# Introduction: Sorting with Sort and Sorted
When we first introduced lists, we noted the existence of a method sort. When invoked on a list, the order of items in the list is changed. If no optional parameters are specified, the items are arranged in whatever the natural ordering is for the item type. For example, if the items are all integers, then smaller numbers go earlier in the list. If the items are all strings, they are arranged in alphabetic order.

In [1]:
L1 = [1, 7, 4, -2, 3]
L2 = ["Cherry", "Apple", "Blueberry"]

L1.sort()
print(L1)
L2.sort()
print(L2)

[-2, 1, 3, 4, 7]
['Apple', 'Blueberry', 'Cherry']


Note that the sort method does not return a sorted version of the list. In fact, it returns the value None. But the list itself has been modified. This kind of operation that works by having a side effect on the list can be quite confusing.
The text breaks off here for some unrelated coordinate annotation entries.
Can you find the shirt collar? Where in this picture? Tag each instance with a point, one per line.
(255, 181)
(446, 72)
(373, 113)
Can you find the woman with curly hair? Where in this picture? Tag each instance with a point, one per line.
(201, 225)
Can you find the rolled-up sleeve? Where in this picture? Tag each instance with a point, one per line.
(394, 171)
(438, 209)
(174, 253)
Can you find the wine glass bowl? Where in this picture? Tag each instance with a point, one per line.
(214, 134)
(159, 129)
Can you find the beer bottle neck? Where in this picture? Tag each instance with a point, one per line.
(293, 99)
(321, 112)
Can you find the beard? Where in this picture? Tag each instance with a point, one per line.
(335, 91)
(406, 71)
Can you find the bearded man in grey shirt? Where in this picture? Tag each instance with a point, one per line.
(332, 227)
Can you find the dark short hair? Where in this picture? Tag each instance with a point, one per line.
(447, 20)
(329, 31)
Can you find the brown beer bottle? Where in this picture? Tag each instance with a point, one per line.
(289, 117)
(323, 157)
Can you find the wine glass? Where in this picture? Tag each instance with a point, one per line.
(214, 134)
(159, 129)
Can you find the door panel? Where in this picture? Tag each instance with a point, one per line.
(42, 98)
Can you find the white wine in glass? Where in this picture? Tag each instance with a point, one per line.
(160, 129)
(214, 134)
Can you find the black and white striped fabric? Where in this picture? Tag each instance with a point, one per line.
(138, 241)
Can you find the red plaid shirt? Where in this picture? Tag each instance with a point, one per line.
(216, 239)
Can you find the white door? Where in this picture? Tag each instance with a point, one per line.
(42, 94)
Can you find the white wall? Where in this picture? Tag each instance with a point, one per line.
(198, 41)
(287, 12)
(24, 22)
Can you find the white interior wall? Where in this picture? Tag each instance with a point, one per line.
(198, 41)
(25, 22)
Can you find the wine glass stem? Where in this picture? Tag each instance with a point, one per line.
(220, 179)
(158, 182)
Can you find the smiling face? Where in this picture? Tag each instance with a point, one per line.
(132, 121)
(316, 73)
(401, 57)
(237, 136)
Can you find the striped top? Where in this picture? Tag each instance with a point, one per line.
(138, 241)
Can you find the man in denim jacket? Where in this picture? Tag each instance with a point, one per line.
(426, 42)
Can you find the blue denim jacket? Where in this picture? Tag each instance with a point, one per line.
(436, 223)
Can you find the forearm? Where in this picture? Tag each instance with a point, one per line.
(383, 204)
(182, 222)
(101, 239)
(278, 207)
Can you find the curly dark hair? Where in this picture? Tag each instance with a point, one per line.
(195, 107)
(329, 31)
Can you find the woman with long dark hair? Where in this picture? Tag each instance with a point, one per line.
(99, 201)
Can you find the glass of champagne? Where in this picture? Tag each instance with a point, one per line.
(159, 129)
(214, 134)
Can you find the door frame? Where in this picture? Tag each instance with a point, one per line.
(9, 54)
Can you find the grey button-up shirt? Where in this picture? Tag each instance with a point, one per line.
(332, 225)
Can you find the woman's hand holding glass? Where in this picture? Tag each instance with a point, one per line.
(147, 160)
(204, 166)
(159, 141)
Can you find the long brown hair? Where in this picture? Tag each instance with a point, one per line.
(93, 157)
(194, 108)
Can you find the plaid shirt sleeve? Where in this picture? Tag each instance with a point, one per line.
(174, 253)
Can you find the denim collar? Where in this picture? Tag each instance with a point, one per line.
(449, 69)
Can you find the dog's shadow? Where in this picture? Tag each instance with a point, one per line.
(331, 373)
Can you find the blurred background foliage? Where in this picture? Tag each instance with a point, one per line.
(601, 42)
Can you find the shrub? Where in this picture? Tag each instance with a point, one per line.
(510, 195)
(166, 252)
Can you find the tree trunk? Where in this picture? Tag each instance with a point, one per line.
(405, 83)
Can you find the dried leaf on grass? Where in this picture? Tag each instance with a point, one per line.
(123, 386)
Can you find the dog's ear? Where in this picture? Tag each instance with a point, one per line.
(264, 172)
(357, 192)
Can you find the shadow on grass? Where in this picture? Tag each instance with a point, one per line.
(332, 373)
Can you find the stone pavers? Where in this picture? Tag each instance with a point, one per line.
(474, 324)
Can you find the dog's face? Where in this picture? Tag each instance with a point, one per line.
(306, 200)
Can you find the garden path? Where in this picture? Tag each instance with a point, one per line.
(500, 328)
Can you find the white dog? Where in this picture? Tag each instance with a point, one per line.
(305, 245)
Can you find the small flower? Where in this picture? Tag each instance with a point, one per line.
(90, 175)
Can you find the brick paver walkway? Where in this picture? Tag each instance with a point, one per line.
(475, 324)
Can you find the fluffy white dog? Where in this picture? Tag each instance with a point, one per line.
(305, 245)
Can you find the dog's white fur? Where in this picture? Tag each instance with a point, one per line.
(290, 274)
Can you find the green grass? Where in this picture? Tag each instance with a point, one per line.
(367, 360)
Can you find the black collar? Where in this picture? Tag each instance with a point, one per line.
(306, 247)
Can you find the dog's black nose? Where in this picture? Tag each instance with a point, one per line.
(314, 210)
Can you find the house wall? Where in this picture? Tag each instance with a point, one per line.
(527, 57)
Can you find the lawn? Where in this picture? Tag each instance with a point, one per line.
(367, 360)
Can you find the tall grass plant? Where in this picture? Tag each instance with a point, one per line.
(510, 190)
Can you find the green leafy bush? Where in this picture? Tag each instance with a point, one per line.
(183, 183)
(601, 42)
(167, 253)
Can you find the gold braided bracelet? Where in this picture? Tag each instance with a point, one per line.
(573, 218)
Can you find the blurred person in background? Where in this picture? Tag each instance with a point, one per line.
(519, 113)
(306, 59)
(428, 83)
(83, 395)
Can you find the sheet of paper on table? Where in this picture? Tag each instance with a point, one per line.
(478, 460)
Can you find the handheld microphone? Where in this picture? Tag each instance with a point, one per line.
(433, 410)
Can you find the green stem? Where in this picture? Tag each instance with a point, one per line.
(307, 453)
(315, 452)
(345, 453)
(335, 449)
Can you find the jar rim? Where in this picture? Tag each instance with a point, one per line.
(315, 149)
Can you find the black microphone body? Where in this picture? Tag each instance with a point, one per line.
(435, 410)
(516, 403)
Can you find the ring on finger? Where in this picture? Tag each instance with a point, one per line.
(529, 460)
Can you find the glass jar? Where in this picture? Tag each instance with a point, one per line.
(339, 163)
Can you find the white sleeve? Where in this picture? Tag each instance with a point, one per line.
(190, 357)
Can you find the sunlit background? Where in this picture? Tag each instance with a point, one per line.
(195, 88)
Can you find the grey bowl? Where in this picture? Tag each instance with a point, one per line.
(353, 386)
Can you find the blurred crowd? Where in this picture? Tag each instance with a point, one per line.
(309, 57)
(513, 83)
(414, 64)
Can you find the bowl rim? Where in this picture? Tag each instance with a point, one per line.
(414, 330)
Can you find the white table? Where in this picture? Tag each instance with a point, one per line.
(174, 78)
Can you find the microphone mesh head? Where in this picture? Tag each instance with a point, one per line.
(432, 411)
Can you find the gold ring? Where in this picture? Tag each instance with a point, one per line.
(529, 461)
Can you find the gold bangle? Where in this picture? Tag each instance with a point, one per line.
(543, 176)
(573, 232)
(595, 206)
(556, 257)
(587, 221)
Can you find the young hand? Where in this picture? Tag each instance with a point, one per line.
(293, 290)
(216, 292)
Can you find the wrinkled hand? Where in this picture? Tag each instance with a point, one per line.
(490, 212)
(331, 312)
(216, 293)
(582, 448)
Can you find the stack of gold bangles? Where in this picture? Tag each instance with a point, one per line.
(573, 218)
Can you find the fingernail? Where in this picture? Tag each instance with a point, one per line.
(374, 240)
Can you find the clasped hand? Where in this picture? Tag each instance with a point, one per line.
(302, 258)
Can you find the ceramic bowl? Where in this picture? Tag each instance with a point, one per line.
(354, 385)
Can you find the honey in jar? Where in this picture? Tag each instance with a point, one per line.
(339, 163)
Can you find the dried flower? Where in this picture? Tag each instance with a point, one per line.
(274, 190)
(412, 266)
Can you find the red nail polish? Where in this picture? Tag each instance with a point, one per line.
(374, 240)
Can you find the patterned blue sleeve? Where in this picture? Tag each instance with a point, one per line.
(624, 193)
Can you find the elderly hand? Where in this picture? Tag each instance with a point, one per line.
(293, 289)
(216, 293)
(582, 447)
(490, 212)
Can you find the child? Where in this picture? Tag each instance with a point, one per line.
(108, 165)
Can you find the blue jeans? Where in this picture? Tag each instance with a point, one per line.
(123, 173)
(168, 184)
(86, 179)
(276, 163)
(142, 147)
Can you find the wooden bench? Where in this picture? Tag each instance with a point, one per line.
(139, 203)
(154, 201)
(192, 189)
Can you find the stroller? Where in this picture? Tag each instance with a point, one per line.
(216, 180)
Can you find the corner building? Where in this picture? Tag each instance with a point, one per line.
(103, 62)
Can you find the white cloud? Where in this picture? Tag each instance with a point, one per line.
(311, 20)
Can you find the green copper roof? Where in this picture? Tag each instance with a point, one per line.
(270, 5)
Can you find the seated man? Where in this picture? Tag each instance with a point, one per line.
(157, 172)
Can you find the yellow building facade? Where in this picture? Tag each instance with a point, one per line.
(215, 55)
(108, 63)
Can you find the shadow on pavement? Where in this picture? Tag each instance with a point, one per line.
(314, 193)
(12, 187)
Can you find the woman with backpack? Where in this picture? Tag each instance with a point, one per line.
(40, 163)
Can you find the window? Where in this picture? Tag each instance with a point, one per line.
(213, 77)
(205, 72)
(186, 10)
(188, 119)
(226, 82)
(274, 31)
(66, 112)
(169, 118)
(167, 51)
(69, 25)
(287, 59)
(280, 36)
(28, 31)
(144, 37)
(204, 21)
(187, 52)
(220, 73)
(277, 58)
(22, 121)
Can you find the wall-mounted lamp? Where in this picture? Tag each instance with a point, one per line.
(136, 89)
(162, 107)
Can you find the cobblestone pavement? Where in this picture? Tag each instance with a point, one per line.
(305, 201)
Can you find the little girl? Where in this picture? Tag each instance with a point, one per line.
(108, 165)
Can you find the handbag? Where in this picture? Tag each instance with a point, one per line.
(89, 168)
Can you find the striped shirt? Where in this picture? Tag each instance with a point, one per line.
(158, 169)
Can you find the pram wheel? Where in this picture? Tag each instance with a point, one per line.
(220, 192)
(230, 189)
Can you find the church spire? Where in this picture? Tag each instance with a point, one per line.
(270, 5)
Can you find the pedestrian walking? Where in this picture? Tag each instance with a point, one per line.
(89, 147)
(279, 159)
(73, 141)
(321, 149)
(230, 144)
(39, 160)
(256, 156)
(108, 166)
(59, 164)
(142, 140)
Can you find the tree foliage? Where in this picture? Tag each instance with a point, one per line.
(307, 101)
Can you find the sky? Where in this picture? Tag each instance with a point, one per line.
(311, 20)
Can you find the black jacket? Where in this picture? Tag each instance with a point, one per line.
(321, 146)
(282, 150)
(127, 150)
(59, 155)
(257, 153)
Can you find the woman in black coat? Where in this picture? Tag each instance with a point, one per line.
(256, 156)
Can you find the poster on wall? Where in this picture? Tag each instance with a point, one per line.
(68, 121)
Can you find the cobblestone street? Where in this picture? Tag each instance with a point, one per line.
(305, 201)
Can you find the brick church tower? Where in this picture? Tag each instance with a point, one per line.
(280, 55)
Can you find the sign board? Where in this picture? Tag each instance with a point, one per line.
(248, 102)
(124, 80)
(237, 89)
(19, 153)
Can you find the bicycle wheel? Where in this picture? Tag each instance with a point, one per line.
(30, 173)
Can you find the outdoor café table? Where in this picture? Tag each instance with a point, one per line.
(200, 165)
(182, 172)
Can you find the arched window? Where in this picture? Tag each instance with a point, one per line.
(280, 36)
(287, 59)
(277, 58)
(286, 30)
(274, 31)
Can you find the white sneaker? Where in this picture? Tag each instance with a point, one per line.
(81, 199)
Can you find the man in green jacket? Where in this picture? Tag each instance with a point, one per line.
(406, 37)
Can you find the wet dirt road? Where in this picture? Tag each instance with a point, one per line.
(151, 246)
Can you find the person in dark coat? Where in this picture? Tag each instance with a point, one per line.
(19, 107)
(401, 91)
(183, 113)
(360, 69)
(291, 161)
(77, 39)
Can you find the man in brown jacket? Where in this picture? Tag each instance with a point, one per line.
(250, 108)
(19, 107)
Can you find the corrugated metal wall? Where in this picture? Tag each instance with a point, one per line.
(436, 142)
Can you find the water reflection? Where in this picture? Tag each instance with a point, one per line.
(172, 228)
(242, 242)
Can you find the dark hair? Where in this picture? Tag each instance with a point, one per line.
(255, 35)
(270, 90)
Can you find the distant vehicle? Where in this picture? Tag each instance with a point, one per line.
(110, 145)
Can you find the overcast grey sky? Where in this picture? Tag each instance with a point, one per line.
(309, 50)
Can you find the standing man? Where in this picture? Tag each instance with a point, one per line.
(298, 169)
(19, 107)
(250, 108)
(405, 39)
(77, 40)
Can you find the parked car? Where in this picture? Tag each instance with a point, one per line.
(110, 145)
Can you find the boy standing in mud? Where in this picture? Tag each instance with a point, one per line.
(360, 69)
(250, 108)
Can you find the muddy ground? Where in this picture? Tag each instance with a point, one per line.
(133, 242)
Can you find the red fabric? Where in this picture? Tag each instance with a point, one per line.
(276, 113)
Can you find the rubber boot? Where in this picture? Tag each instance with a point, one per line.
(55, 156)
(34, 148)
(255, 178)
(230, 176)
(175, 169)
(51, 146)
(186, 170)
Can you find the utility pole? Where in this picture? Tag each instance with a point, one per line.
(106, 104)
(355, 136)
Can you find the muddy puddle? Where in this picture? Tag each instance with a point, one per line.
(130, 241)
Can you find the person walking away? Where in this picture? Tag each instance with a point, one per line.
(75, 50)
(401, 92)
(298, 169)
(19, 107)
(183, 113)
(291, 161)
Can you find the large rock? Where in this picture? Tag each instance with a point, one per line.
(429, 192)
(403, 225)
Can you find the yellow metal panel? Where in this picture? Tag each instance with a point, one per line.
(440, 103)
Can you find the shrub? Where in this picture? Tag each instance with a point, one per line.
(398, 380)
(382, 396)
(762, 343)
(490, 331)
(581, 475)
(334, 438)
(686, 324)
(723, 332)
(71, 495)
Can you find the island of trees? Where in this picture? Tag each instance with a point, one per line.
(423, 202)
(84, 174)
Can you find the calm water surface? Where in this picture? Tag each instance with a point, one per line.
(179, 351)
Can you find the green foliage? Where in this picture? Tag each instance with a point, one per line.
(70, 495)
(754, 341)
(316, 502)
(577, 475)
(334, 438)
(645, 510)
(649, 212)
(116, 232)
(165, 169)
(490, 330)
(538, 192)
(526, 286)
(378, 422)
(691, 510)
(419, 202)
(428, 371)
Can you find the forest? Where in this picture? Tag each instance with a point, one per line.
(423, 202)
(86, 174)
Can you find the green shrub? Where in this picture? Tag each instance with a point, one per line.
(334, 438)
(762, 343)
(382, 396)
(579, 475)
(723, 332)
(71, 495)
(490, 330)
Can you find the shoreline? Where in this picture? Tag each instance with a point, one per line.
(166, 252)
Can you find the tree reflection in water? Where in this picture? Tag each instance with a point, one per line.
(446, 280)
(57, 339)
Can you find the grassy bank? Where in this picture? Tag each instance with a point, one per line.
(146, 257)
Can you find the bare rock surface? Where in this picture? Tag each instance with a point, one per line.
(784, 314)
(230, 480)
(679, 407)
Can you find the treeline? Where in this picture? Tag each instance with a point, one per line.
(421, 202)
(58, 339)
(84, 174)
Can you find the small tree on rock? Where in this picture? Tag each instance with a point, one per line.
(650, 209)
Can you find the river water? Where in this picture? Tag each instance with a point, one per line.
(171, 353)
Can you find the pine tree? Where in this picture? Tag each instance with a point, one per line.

In this course, we will generally use an alternative way of sorting, the function sorted rather than the method sort. Because it is a function rather than a method, it is invoked on a list by passing the list as a parameter inside the parentheses, rather than putting the list before the period. More importantly, sorted does not change the original list. Instead, it returns a new list.

In [2]:
L2 = ["Cherry", "Apple", "Blueberry"]

L3 = sorted(L2)
print(L3)
print(sorted(L2))
print(L2) # unchanged

print("----")

L2.sort()
print(L2)
print(L2.sort())  #return value is None

['Apple', 'Blueberry', 'Cherry']
['Apple', 'Blueberry', 'Cherry']
['Cherry', 'Apple', 'Blueberry']
----
['Apple', 'Blueberry', 'Cherry']
None


# Optional reverse parameter
The sorted function takes some optional parameters (see the Optional Parameters page). The first optional parameter is a key function, which will be described in the next section. The second optional parameter is a Boolean value which determines whether to sort the items in reverse order. By default, it is False, but if you set it to True, the list will be sorted in reverse order.



In [3]:
L2 = ["Cherry", "Apple", "Blueberry"]
print(sorted(L2, reverse=True))

['Cherry', 'Blueberry', 'Apple']


In [4]:
#  Sort the list, lst from largest to smallest. Save this new list to the variable lst_sorted.
lst = [3, 5, 1, 6, 7, 2, 9, -2, 5]
lst_sorted = sorted(lst, reverse = True)
print(lst_sorted)

[9, 7, 6, 5, 5, 3, 2, 1, -2]


# Optional key parameter
If you want to sort things in some order other than the “natural” or its reverse, you can provide an additional parameter, the key parameter. For example, suppose you want to sort a list of numbers based on their absolute value, so that -4 comes after 3? Or suppose you have a dictionary with strings as the keys and numbers as the values. Instead of sorting them in alphabetic order based on the keys, you might like to sort them in order based on their values.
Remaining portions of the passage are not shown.